The idea of increasing U.S. gas supplies using U.S. sources has obvious political and national security appeal, particularly given that the fuel is increasingly used as a substitute for coal in electricity-generating stations.

Andre Plourde, an energy economist at the University of Alberta in Edmonton, said that the world's largest known gas reserves were concentrated in countries not known for political stability, notably Iran and Russia.

"Given the Bush administration's focus on what it considers to be energy security," Plourde said, "Alaska is going to get a favorable hearing."

But if natural gas prices drop from their current levels, as many expect, economic concerns may outweigh the emphasis on security. If the forecasts of Tussing and others bear out, gas piped from Alaska will have a difficult time competing with gas shipped by tanker from low-cost producers overseas.

Tussing estimates that North American gas reserves are now about 9.5 times annual production. Reserves elsewhere, by contrast, are 88 times production.

"That means it is a lot easier to increase production almost anywhere other than North America," he said. "We have pretty much wrung out the continent."

A preview of some regulatory issues facing an Alaska pipeline might be found in more advanced efforts to build a gas pipeline from the Canadian Arctic. That project, with investors that also include Exxon, has been repeatedly delayed, in part because of issues surrounding land claims by Native groups along the route. The Alaska project will encounter similar issues over permission to dip into the Yukon Territory and parts of Alberta.

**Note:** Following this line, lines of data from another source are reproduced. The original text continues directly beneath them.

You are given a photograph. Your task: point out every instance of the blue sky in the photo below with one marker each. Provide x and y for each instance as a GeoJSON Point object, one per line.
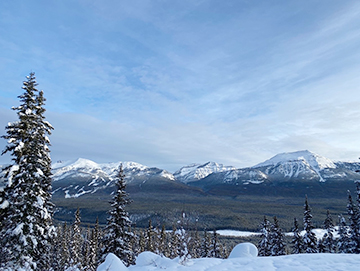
{"type": "Point", "coordinates": [169, 83]}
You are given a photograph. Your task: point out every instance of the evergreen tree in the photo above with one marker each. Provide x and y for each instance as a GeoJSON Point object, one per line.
{"type": "Point", "coordinates": [174, 243]}
{"type": "Point", "coordinates": [117, 236]}
{"type": "Point", "coordinates": [195, 245]}
{"type": "Point", "coordinates": [344, 242]}
{"type": "Point", "coordinates": [328, 239]}
{"type": "Point", "coordinates": [206, 245]}
{"type": "Point", "coordinates": [264, 243]}
{"type": "Point", "coordinates": [358, 217]}
{"type": "Point", "coordinates": [215, 251]}
{"type": "Point", "coordinates": [297, 239]}
{"type": "Point", "coordinates": [183, 250]}
{"type": "Point", "coordinates": [163, 248]}
{"type": "Point", "coordinates": [309, 239]}
{"type": "Point", "coordinates": [277, 242]}
{"type": "Point", "coordinates": [141, 242]}
{"type": "Point", "coordinates": [150, 244]}
{"type": "Point", "coordinates": [76, 242]}
{"type": "Point", "coordinates": [65, 249]}
{"type": "Point", "coordinates": [353, 229]}
{"type": "Point", "coordinates": [27, 229]}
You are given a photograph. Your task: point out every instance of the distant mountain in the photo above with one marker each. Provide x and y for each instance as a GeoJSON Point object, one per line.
{"type": "Point", "coordinates": [83, 176]}
{"type": "Point", "coordinates": [288, 173]}
{"type": "Point", "coordinates": [195, 172]}
{"type": "Point", "coordinates": [212, 194]}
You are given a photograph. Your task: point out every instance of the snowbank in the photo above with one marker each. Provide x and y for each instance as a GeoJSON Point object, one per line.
{"type": "Point", "coordinates": [148, 261]}
{"type": "Point", "coordinates": [244, 250]}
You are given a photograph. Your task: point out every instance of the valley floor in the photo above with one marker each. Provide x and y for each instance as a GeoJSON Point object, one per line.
{"type": "Point", "coordinates": [300, 262]}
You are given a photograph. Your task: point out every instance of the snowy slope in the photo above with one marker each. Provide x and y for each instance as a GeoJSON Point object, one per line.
{"type": "Point", "coordinates": [312, 159]}
{"type": "Point", "coordinates": [84, 176]}
{"type": "Point", "coordinates": [243, 260]}
{"type": "Point", "coordinates": [301, 165]}
{"type": "Point", "coordinates": [196, 172]}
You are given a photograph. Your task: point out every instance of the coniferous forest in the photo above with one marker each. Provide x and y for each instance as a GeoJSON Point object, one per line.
{"type": "Point", "coordinates": [31, 240]}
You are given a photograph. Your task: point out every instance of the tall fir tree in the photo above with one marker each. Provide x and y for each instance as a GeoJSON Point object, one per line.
{"type": "Point", "coordinates": [174, 243]}
{"type": "Point", "coordinates": [206, 245]}
{"type": "Point", "coordinates": [277, 242]}
{"type": "Point", "coordinates": [150, 234]}
{"type": "Point", "coordinates": [117, 236]}
{"type": "Point", "coordinates": [344, 242]}
{"type": "Point", "coordinates": [27, 229]}
{"type": "Point", "coordinates": [328, 238]}
{"type": "Point", "coordinates": [357, 228]}
{"type": "Point", "coordinates": [297, 239]}
{"type": "Point", "coordinates": [353, 213]}
{"type": "Point", "coordinates": [264, 243]}
{"type": "Point", "coordinates": [215, 251]}
{"type": "Point", "coordinates": [309, 239]}
{"type": "Point", "coordinates": [76, 242]}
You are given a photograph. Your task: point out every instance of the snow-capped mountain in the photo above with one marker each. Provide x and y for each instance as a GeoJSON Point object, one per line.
{"type": "Point", "coordinates": [301, 166]}
{"type": "Point", "coordinates": [84, 176]}
{"type": "Point", "coordinates": [196, 172]}
{"type": "Point", "coordinates": [305, 165]}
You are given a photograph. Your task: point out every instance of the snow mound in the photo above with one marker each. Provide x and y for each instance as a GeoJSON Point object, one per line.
{"type": "Point", "coordinates": [112, 263]}
{"type": "Point", "coordinates": [314, 160]}
{"type": "Point", "coordinates": [146, 259]}
{"type": "Point", "coordinates": [244, 250]}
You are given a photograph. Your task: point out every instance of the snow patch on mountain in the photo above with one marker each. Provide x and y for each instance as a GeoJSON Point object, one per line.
{"type": "Point", "coordinates": [196, 172]}
{"type": "Point", "coordinates": [314, 160]}
{"type": "Point", "coordinates": [294, 163]}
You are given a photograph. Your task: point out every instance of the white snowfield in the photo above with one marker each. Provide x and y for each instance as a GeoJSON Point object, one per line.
{"type": "Point", "coordinates": [243, 258]}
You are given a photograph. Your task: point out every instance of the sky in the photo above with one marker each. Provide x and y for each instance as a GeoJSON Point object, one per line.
{"type": "Point", "coordinates": [170, 83]}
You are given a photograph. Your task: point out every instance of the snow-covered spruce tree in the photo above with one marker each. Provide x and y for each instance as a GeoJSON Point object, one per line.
{"type": "Point", "coordinates": [76, 242]}
{"type": "Point", "coordinates": [206, 245]}
{"type": "Point", "coordinates": [353, 213]}
{"type": "Point", "coordinates": [277, 242]}
{"type": "Point", "coordinates": [358, 216]}
{"type": "Point", "coordinates": [195, 245]}
{"type": "Point", "coordinates": [174, 243]}
{"type": "Point", "coordinates": [215, 251]}
{"type": "Point", "coordinates": [117, 236]}
{"type": "Point", "coordinates": [27, 229]}
{"type": "Point", "coordinates": [297, 239]}
{"type": "Point", "coordinates": [328, 238]}
{"type": "Point", "coordinates": [309, 239]}
{"type": "Point", "coordinates": [150, 234]}
{"type": "Point", "coordinates": [65, 247]}
{"type": "Point", "coordinates": [264, 243]}
{"type": "Point", "coordinates": [163, 247]}
{"type": "Point", "coordinates": [343, 243]}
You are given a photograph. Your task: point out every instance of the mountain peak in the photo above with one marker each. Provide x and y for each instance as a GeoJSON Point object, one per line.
{"type": "Point", "coordinates": [196, 172]}
{"type": "Point", "coordinates": [314, 160]}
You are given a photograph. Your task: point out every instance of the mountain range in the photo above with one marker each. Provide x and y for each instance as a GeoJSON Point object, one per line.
{"type": "Point", "coordinates": [75, 179]}
{"type": "Point", "coordinates": [212, 195]}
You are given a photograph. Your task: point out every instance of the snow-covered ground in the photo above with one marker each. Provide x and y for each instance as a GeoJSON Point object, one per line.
{"type": "Point", "coordinates": [244, 259]}
{"type": "Point", "coordinates": [233, 233]}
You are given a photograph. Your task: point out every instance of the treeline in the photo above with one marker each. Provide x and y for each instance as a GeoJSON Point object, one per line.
{"type": "Point", "coordinates": [83, 248]}
{"type": "Point", "coordinates": [343, 238]}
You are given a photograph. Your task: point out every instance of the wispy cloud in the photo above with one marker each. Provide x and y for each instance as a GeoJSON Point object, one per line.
{"type": "Point", "coordinates": [170, 83]}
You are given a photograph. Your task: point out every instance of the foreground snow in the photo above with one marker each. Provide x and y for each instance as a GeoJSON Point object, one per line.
{"type": "Point", "coordinates": [243, 259]}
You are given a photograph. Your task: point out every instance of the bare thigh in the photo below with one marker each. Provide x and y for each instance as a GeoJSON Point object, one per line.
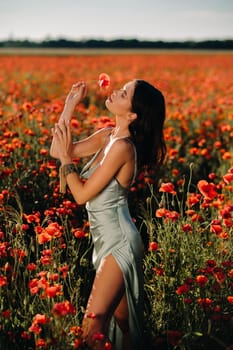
{"type": "Point", "coordinates": [107, 293]}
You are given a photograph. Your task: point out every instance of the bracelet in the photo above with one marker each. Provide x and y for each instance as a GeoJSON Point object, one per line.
{"type": "Point", "coordinates": [64, 171]}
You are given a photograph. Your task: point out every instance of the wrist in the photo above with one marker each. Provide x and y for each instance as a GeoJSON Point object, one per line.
{"type": "Point", "coordinates": [67, 112]}
{"type": "Point", "coordinates": [65, 161]}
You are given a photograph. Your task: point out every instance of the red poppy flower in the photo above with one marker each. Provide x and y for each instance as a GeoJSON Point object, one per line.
{"type": "Point", "coordinates": [167, 187]}
{"type": "Point", "coordinates": [104, 80]}
{"type": "Point", "coordinates": [201, 280]}
{"type": "Point", "coordinates": [207, 189]}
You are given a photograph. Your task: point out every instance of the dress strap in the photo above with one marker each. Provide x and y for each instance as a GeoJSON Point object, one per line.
{"type": "Point", "coordinates": [135, 159]}
{"type": "Point", "coordinates": [87, 166]}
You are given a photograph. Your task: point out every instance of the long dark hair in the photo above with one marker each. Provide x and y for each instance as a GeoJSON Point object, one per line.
{"type": "Point", "coordinates": [147, 129]}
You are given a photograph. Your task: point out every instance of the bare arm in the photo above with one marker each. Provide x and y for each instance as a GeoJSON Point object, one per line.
{"type": "Point", "coordinates": [119, 154]}
{"type": "Point", "coordinates": [76, 94]}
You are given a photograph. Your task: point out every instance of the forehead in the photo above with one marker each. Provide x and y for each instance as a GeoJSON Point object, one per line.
{"type": "Point", "coordinates": [129, 87]}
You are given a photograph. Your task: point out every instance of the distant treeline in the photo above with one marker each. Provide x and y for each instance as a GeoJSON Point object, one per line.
{"type": "Point", "coordinates": [119, 44]}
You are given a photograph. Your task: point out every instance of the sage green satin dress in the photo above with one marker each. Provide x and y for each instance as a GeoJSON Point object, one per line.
{"type": "Point", "coordinates": [113, 232]}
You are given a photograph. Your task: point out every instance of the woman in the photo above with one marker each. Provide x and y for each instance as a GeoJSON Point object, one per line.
{"type": "Point", "coordinates": [115, 305]}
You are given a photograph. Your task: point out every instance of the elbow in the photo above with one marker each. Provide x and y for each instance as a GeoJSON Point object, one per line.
{"type": "Point", "coordinates": [80, 200]}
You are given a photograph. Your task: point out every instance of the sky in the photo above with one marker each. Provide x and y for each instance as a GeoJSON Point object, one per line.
{"type": "Point", "coordinates": [112, 19]}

Climate change may also complicate environmental reviews. Antoni Lewkowicz, a geography professor at the University of Ottawa, worked on permafrost issues surrounding an Alaska pipeline plan more than 20 years ago. A pattern of warming weather in the Arctic today, he warned, will make engineering the current proposal difficult and costly.

"One of the things that killed the pipeline back in 1982 was the expense of the permafrost accommodations," Lewkowicz said. "Today, it's going to be very difficult to come up with a design that can deal with current conditions and the climate changes that will occur over the next 30 to 50 years. It's a significant and very costly engineering challenge."